With the shocking closures of significant banks like Silicon Valley Bank, Signature, and Silvergate, which are among the financial centers of the US, the corporate crypto trading has been seriously affected. The Chainalysis report reveals that beyond this negative picture, crypto services are shifting towards platforms outside of the US.

The rise of cryptocurrencies in the corporate sector halted after the US banking crisis in the early months of 2023. After the closure of Silicon Valley Bank, Silvergate Bank, and Signature Bank, an atmosphere of uncertainty emerged, especially among large institutional investors.

Corporate Trading Felt the Most

According to the report prepared by Chainalysis, during this period, the ‘corporate’ transaction volume exceeding $10 million declined rapidly, while institutions with smaller trading activities remained unaffected.

The effects of this banking crisis also impacted crypto exchanges and lending platforms. In particular, the collapse of leading crypto exchanges like FTX and Alameda Research led to questioning the US’s reflection in the crypto sector.

On the other hand, allegations involving the collapsed banks questioned the lack of regulation in the sector for a long time. Silvergate being associated with major fraud allegations, and FTX’s money laundering claims drew the attention of regulators (SEC) in this direction.

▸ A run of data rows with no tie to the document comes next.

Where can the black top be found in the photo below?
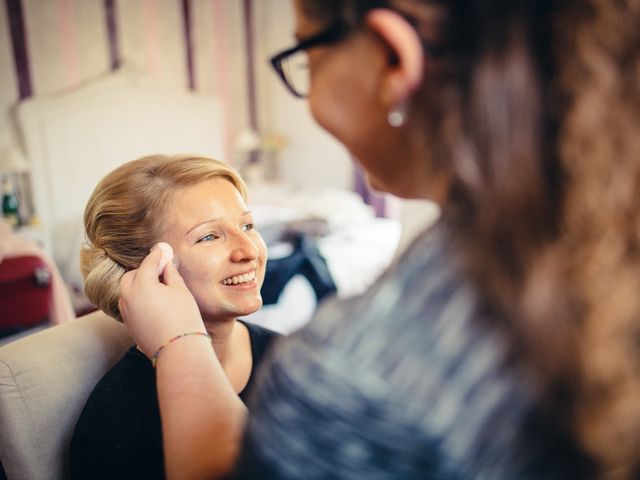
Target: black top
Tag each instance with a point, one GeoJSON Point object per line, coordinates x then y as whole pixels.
{"type": "Point", "coordinates": [119, 435]}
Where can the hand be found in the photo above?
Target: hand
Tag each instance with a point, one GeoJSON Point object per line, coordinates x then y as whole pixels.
{"type": "Point", "coordinates": [154, 311]}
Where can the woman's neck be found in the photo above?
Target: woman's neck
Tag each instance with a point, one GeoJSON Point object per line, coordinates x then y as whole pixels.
{"type": "Point", "coordinates": [223, 338]}
{"type": "Point", "coordinates": [230, 340]}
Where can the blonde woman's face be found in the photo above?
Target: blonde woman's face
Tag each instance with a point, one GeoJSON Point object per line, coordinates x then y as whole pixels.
{"type": "Point", "coordinates": [221, 256]}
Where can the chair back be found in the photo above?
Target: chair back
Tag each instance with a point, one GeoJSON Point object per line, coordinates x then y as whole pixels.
{"type": "Point", "coordinates": [45, 380]}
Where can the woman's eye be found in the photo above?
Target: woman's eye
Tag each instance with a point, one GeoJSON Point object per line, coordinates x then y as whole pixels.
{"type": "Point", "coordinates": [209, 237]}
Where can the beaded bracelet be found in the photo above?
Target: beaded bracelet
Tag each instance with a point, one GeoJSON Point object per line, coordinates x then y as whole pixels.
{"type": "Point", "coordinates": [154, 357]}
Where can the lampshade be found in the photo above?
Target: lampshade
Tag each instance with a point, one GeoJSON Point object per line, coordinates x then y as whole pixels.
{"type": "Point", "coordinates": [13, 160]}
{"type": "Point", "coordinates": [248, 140]}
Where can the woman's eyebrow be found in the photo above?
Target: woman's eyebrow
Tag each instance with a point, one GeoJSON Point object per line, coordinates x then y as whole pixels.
{"type": "Point", "coordinates": [211, 220]}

Details; Silvergate Bank’s Operations Under Scrutiny Following Federal Reserve Report

The realization of Silicon Valley Bank’s billion-dollar bond loss, followed by a subsequent deposit influx, led to a shaken confidence in US dollar liquidity in the crypto world.

Loss of Confidence in Stablecoins

Following the US Dollar, stablecoins became one of the crypto assets most affected by this crisis. Specifically, the US-based Circle USD (USDC) lost its dollar pegging for a short time.

The report presented by Chainalysis reveals that the top 50 crypto services began shifting in stablecoin activity from US-licensed platforms to non-US-licensed platforms. This is interpreted as a sign that the crypto world is becoming more globalized and that confidence in the US is diminishing.